Scenes from the first day of school in NW Philadelphia [gallery]
Throughout the city and in Northwest Philadelphia, Philadelphia public school students headed back to school.
“It’s not real until they walk in the door. [The students] make the place come alive without them we wouldn’t be here,” said newly-minted principal at Roxborough’s Cook-Wissahickon Elementary School, Melanie Lewin.
“We are really excited for this school year to begin, and what made me excited to be here, in particular, is that Cook-Wiss is a very cohesive and dynamic group of teachers and dedicated family and community members, so there’s no better place that I’d rather be,” she continued.
At Martin Luther King High School in West Oak Lane about a dozen freshmen milled around a parking lot in black polo shirts and khaki pants at 7:30 a.m.
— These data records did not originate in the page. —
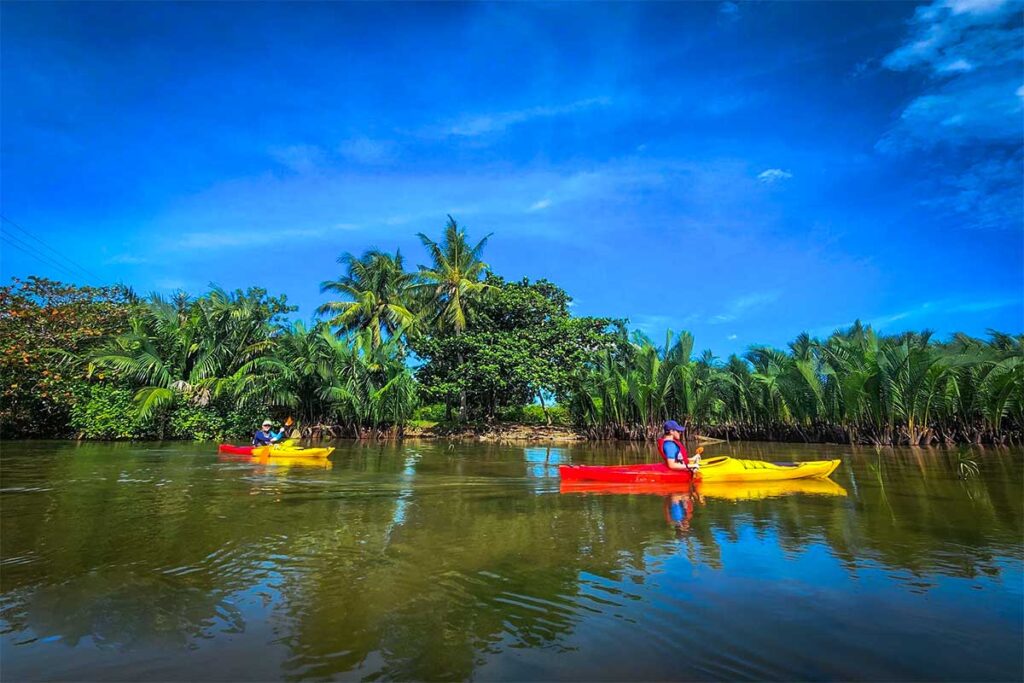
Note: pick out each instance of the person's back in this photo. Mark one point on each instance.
(262, 435)
(672, 449)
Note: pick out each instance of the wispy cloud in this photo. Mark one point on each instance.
(737, 307)
(492, 123)
(298, 158)
(985, 195)
(125, 259)
(217, 240)
(773, 175)
(929, 309)
(368, 151)
(971, 48)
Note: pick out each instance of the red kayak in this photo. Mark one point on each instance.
(649, 473)
(236, 450)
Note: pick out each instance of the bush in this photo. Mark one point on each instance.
(534, 415)
(108, 412)
(429, 413)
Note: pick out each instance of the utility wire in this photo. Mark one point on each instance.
(42, 258)
(59, 256)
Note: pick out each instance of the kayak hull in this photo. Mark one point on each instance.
(729, 491)
(283, 452)
(236, 450)
(273, 451)
(713, 469)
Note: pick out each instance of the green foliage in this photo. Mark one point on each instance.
(523, 344)
(854, 387)
(452, 287)
(430, 413)
(358, 382)
(44, 327)
(536, 415)
(380, 292)
(102, 411)
(217, 345)
(99, 363)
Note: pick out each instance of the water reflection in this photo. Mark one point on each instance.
(428, 562)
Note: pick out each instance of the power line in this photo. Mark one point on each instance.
(74, 264)
(42, 258)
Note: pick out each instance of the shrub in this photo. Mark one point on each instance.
(108, 412)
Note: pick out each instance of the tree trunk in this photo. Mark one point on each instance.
(462, 392)
(544, 407)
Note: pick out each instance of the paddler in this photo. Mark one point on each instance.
(262, 435)
(673, 449)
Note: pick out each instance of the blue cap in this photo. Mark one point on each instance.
(672, 424)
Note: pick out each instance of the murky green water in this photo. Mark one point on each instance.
(429, 561)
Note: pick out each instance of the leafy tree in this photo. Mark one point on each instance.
(218, 345)
(452, 287)
(523, 346)
(43, 324)
(378, 292)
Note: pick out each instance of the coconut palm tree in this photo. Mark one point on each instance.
(378, 293)
(452, 286)
(454, 282)
(219, 344)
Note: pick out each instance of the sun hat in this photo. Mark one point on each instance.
(674, 426)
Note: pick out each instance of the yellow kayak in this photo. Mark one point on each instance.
(732, 469)
(285, 464)
(757, 491)
(291, 452)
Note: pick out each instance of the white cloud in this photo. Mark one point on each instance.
(773, 175)
(125, 259)
(489, 123)
(299, 158)
(927, 309)
(972, 49)
(368, 151)
(742, 304)
(215, 239)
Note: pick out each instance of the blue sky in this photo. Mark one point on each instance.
(743, 171)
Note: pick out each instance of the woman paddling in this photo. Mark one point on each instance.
(673, 449)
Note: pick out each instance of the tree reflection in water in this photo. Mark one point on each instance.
(432, 562)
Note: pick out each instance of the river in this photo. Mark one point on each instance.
(438, 561)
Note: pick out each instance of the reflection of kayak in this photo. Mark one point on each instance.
(291, 452)
(282, 464)
(756, 491)
(730, 491)
(274, 451)
(712, 469)
(236, 450)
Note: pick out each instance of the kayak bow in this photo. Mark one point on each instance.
(713, 469)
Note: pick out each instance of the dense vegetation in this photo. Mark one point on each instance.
(452, 342)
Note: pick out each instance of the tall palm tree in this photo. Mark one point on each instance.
(453, 285)
(378, 293)
(219, 344)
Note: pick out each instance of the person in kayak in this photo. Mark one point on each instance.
(673, 449)
(263, 436)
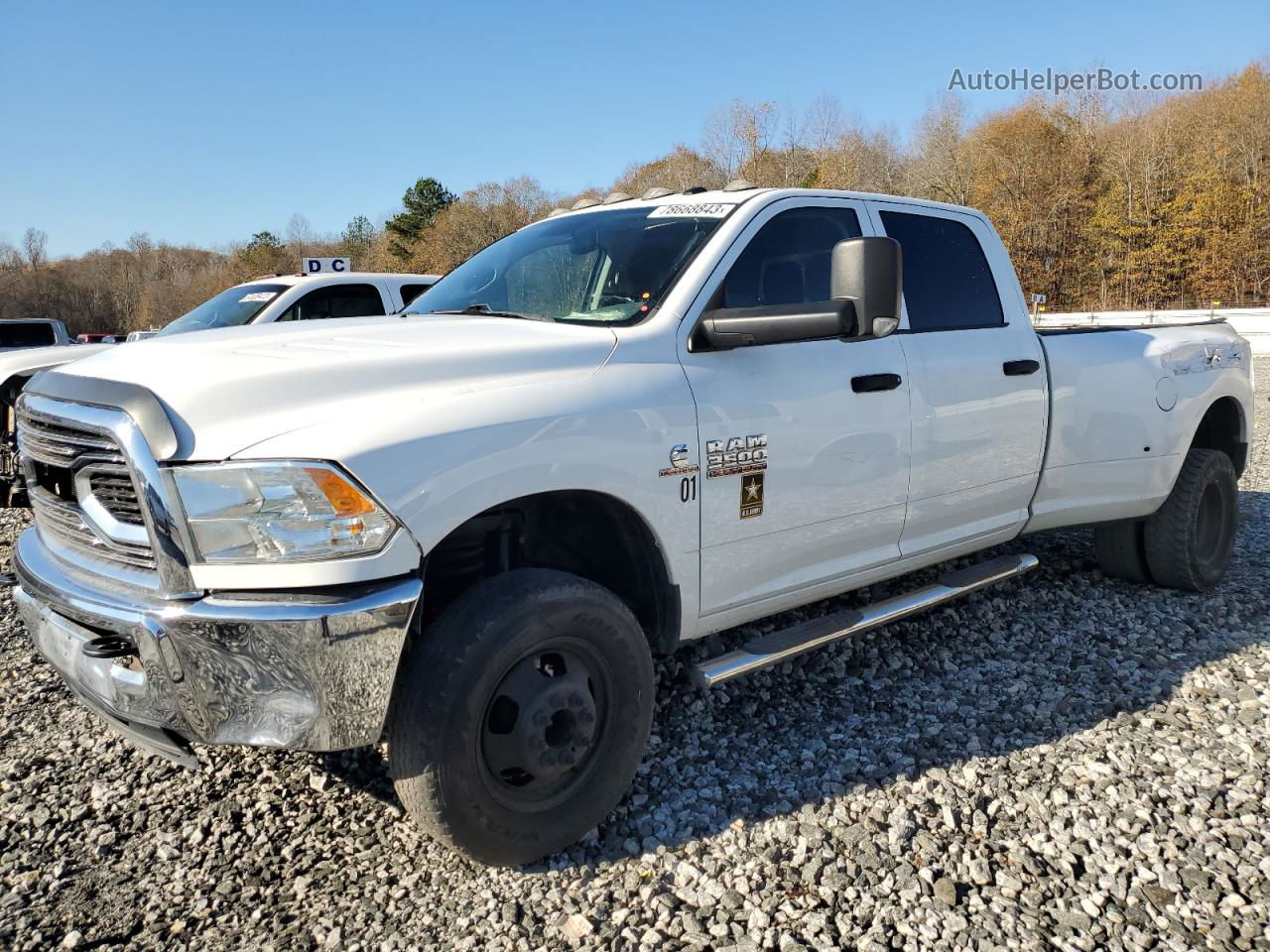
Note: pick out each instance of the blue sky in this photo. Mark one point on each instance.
(202, 123)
Some quietly chatted with one another. Others just picked a spot to sit down and waited silently until being beckoned into the building’s first floor, where the 9th grade wing sits.
That happened shortly after 8 a.m., when a security guard emerged from a set of mud-brown doors to tell students to start removing their belts and electronics for a walk through the single metal detector perched just inside a long, narrow hallway.
By then, dozens more freshmen had showed.
Slowly, but surely, though, the crowd went through security, got their homeroom assignments from a lamented list on the wall, and started their first day of high school, their first day as a Cougar.
Aaron Moselle and Lauren Gruber contributed to this report.